Inspections, Compliance, Enforcement, and Criminal Investigations
Beavers Dairy Farm 27-Mar-03
Food & Drug Administration
300 Pearl Street, Suite 100
Buffalo, NY 14202
WARNING LETTER NYK 2003-18
RETURN RECEIPT REQUESTED
Dale F. Beaver, Co-owner
Beavers Dairy Farm
3786 Kirk Road
Randolph, New York 14772
Dear Mr. Beaver:
An investigation performed by U.S. Food and Drug Administration Investigators Linda M. Sacco and Michael W. Burd included an inspection of your dairy farm on December 17, 2002, January 6 and 8, 2003 and February 19, 2003. The investigation confirmed that you offered a cow for sale for slaughter as food in violation of Sections 402(a)(2)(C)(ii) and 402(a)(4) of the Federal Food, Drug, and Cosmetic Act (the Act). In addition, your extra label usage, and the illegal tissue residues that resulted, caused the drug product [redacted](flunixin meglumine) to become adulterated within the meaning of Section 501(a)(5) of the Act.
A dairy cow bearing farm tag 2292 was treated for pain at your farm. Treatment included administration of daily 20 cc intramuscular injections of [redacted] (flunixin meglumine), subsequently offered for sale for human food on October 9, 2002, through [redacted] USDA analysis of sampIes collected from that animal on October 10, 2002, at [redacted identified the presence of .5170 parts per million (ppm) flunixin in liver tissue.
A tolerance of 0.125 ppm has been established for residues of flunixin cattle liver (Title 21 Code of Federal Regulations 556.286). However, as stated on the drug label, [redacted] is not approved for use in lactating or dry dairy cattle. The presence of flunixin at the reported level in edible tissue from a lactating or dry dairy cow causes the food to be adulterated within the meaning of Section 402(a)(2)(C)(ii) of the Act.
Our investigation also found that you hold animals under conditions whereby medicated animals bearing potentially harmful drug residues are likely to enter the food supply. You lack an adequate system for assuring that drugs are used in a manner not contrary to the directions contained in the labeling, and for assuring that animals medicated on your farm have been withheld from slaughter for appropriate periods of time to permit depletion of potentially hazardous residues of drugs from edibIe tissues. For example, you lack adequate written treatment records for veterinary drugs administered to your herd. Such records would identify the drugs administered, the treatment date, the identification of the animal treated, the dosage administered, the route of administration, the individual administering the medication, and the withdrawal times for milk and beef. Food from animals held under such conditions is adulterated within the meaning of Section 402(a)(4) of the Act.
In addition, you are adulterating the veterinary drug [redacted] (flunixin meglumine) [redacted] within the meaning of Section 501(a)(5) of the Act, when you administer it to lactating or dry dairy cattle. [redacted] becomes adulterated when you fail to use it in accordance with its labeled instructions, or in compliance with extralabel use regulations. Use of this drug contrary to its labeled instructions, resulting in a residue which may present a risk to public health and which is above an established tolerance, causes the drug to be unsafe within the meaning of Section 512 of the Act.

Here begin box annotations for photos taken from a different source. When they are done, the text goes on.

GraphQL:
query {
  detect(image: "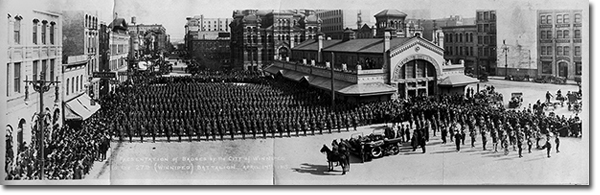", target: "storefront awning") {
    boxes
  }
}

[438,74,479,87]
[65,93,100,120]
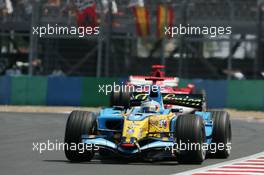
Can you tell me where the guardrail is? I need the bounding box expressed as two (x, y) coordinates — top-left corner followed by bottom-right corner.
(0, 76), (264, 110)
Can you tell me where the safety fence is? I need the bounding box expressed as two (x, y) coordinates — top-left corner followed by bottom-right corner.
(0, 76), (264, 110)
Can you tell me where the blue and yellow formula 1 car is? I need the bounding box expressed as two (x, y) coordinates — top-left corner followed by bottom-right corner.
(65, 85), (231, 163)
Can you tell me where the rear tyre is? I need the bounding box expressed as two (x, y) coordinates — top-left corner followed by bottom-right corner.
(211, 111), (232, 158)
(175, 114), (206, 164)
(64, 111), (97, 162)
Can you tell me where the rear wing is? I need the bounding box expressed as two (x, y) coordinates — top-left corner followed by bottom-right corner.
(130, 92), (205, 108)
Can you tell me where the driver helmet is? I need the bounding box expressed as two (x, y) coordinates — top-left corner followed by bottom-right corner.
(141, 100), (160, 113)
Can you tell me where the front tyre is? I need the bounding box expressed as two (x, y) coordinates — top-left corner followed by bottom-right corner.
(211, 111), (232, 158)
(64, 111), (96, 162)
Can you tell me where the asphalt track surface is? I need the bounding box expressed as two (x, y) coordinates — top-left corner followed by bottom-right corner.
(0, 113), (264, 175)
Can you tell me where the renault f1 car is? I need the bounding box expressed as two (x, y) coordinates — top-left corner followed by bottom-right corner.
(65, 87), (231, 163)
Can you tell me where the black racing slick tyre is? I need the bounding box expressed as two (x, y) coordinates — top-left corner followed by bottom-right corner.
(175, 114), (206, 164)
(210, 111), (232, 158)
(64, 111), (97, 162)
(110, 91), (121, 106)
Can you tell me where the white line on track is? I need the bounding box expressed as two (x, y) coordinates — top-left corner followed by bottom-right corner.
(172, 151), (264, 175)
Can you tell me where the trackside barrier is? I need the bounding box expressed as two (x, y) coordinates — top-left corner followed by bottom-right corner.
(0, 76), (264, 110)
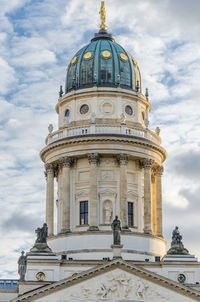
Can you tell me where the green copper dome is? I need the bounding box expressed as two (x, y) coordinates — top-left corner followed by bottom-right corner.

You should take prompt action to correct the above violations and to establish procedures whereby such violations do not recur. Failure to do so may result in regulatory action without further notice. This may include seizure or injunction.
This letter is not intended to be an all-inclusive list of violations. As a producer of animals offered for use as food, you are responsible for ensuring that your overall operation and the foods you distribute are in compliance with the law.
USDA analysis of tissue samples collected from two additional cows from your farm also revealed illegal drug residues. These include a cow bearing ear tag 2162 sold August 7,2002, through [redacted]. USDA analysis of samples collected from that animal on August 9, 2002 at [redacted] identified the presence of 3.96 ppm sulfamethazine in liver tissue and 0.11 ppm sulfamethazine in muscle tissue. A tolerance of 0.1 ppm has been established for residues of sulfamethazine in uncooked edible tissues of cattle (Title 21 Code of Federal Regulations 556.670). Another cow, bearing farm tag 1887 was sold August 21, 2002, through [redacted]. USDA analysis of samples collected from that animal on August 22, 2002, at [redacted] identified the presence of 1.66 ppm gentamicin in kidney tissue. There is no permitted level for residues of gentamicin in edible tissues of cattle.
It is not necessary for you to personally ship an adulterated animal in interstate commerce to be responsible for a violation of the Act. The fact that you caused the adulteration of an animal that was sold and subsequently offered for sale to a slaughterhouse that ships in interstate commerce is sufficient to hold you responsible for a violation of the Act.
Please notify this office in writing, within 15 working days, of the steps you have taken to prevent a recurrence of similar violations. Your response should be directed to James M. Kewley, Compliance Officer, at the above address.